Lavorai come una bestia. La mattina in panetteria, la sera a pulire uffici, il weekend dai privati. Con qualsiasi tempo — pioggia o neve. E a casa, un sorriso fisso per non farle capire quanto fosse dura. Lei cresceva, diventava bella, mentre io… facevo di tutto perché non le mancasse nulla. Bambole, libri, la bicicletta. Le cucivo i vestiti, risparmiavo su me stessa, chiedevo prestiti, pur di darle tutto.

*”Mamma, sei la migliore! Sei la mia regina!”* diceva. E dentro di me sentivo le ali spiegarsi.

Poi la scuola, la maturità. Mi venne incontro raggiante:
*”Mamma, ho trovato il vestito per il ballo! È bellissimo! Costa solo mille euro…”*

Mille euro! Il mio stipendio era di trecento. Ma annuii in silenzio. Vendetti gli orecchini d’oro lasciati da nonna. Il suo ricordo — per un vestito.

Entrò all’università. Ero felice, orgogliosa! Lavorai ancora di più. Ma i soldi non bastavano mai. L’affitto, le tasse universitarie, il cibo, i biglietti del tram.

*”Mamma, ma in Grecia guadagni bene, vero? Puoi mandarmi qualcos’altro? È dura qui…”*

E io ad Atene, a pulire case dall’alba al tramonto. Vene gonfie, la schiena a pezzi, le mani screpolate dai detergenti. Ma lavoravo. Perché per lei — tutto.

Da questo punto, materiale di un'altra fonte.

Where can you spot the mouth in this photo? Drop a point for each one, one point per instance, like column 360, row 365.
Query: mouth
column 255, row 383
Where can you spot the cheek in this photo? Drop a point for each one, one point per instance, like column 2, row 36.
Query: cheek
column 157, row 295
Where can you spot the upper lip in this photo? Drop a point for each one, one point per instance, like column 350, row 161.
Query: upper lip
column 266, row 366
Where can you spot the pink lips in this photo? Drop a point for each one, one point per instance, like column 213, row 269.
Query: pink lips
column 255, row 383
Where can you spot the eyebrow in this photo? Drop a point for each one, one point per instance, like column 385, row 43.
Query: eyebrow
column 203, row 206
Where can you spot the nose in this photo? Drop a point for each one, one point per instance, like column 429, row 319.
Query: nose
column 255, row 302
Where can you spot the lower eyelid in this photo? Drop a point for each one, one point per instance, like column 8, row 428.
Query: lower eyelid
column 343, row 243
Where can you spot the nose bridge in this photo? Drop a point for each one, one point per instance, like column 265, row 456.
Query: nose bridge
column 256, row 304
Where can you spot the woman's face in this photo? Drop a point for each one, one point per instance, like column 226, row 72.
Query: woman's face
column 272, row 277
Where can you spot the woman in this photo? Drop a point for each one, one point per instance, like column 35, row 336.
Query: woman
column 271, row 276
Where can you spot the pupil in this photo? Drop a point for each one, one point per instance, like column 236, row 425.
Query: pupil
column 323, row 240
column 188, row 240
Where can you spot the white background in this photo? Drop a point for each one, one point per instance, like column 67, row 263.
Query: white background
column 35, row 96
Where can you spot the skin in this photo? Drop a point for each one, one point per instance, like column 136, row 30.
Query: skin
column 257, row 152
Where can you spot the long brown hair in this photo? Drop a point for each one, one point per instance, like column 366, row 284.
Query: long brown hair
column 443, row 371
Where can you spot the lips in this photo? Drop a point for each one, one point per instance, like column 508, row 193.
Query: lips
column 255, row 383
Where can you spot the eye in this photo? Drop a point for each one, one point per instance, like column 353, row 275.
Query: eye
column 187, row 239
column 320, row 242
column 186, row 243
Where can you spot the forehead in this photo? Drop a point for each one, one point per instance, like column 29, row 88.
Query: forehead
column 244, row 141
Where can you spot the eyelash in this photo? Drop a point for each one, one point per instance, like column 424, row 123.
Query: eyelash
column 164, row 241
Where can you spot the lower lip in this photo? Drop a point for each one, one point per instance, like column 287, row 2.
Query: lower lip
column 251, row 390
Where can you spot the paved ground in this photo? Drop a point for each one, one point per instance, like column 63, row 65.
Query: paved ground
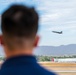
column 60, row 68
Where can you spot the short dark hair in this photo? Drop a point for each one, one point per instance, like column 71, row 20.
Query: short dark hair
column 20, row 21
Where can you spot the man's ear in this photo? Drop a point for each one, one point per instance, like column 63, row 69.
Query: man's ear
column 1, row 40
column 36, row 41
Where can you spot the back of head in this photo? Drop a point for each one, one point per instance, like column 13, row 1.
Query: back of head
column 19, row 23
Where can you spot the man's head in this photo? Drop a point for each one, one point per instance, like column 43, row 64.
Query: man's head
column 19, row 27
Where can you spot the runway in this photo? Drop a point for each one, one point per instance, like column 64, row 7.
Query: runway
column 60, row 68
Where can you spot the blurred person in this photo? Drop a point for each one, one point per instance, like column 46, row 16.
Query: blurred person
column 19, row 38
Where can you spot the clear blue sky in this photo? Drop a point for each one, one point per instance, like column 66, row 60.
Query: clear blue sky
column 54, row 15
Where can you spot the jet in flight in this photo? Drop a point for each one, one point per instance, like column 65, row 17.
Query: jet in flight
column 57, row 32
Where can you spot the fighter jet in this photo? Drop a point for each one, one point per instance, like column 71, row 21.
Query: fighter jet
column 57, row 32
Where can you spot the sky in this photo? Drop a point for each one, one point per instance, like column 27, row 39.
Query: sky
column 55, row 15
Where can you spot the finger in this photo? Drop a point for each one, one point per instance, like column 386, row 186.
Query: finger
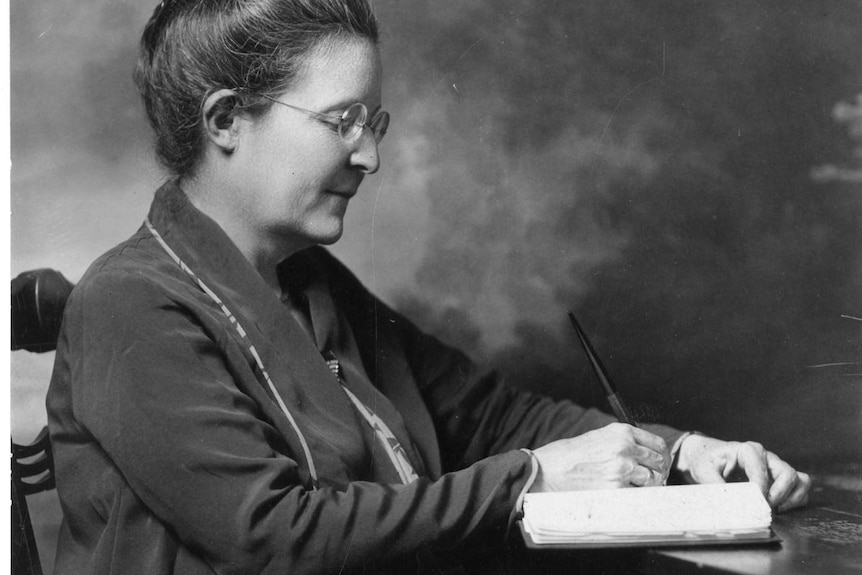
column 645, row 477
column 799, row 496
column 784, row 479
column 650, row 459
column 751, row 457
column 650, row 441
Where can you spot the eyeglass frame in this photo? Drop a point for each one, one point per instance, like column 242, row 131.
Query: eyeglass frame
column 338, row 121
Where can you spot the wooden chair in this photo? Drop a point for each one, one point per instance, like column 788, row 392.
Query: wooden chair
column 38, row 299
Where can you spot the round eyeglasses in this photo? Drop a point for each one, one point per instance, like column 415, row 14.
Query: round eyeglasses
column 350, row 123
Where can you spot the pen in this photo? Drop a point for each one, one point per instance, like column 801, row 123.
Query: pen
column 617, row 406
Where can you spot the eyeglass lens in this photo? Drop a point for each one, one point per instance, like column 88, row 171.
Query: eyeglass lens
column 354, row 119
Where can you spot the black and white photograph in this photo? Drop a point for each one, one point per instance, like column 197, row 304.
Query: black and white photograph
column 453, row 287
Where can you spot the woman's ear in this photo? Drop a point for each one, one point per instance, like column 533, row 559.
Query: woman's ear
column 221, row 119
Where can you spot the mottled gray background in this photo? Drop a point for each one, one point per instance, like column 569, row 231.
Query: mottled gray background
column 685, row 175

Passarono gli anni. Una telefonata:
*”Mamma, mi sono innamorata. Vogliamo sposarci.”*

Ero sconcertata.
*”E l’università? La laurea?”*
*”Dopo, mamma, non preoccuparti!”*

Lavorai ancora come una schiava. Perché il matrimonio fosse dignitoso. L’abito, il banchetto, gli invitati. Pagai persino il bouquet della sposa. Poi nacque mio nipote. Il passeggino, la culla, i pannolini, il latte in polvere. *”Mamma, aiutaci, è dura.”* E io aiutavo.

Poi mi venne un pensiero. Volevo una macchina — non nuova, una vecchietta. La schiena faceva male, sugli autobus non ce la facevo più. Pensai: forse i miei figli mi daranno una mano?

*”Mamma, ma sei impazzita? A che ti serve una macchina? Meglio i soldi per tuo nipote — dobbiamo ristrutturare la stanza, a te bastano i pullman!”*

Fu allora che capii. Fino al midollo: per loro non ero più la madre-regina. Ero solo una donna vecchia, stanca, di troppo. Disturbo i loro piani, la loro vita, il loro respiro. Sono diventata… un peso.

Uscii in strada, mi sedetti su una panchina sotto la pioggerella. E come un film mi sfilò davanti tutto: le notti insonni, i calli sulle mani, i singhiozzi in cucina mentre dormivano. Tutto per lei. E adesso… adesso non servo a nessuno. Né come madre, né come nonna.

Mi asciugai le lacrime con la manica del cappotto logoro.
*”Niente”* sussurrai. *”Me la caverò. Come sempre.”*

Ma dentro restava il dolore. Il dolore di una madre dimenticata. Tradita. Calpestata. E allora pensai: forse, quando sarà madre lei, capirà. Capirà tutto.

Mi alzai. La pioggia si fece più forte. I capelli zuppi, le scarpe che facevano *squelch*, ma camminai. Lentamente. A testa alta. Perché sono una madre. Sono sopravvissuta prima — sopravviverò anche adesso.

E a chi legge questo, dico una cosa sola: non dimenticate le vostre madri. Non misurate il loro valore in comodità. Perché mentre voi siete giovani e spensierati, loro vi danno le ultime forze. E quando toccherà a voi, Dio non voglia che sentiate le stesse parole che un giorno avete detto a loro.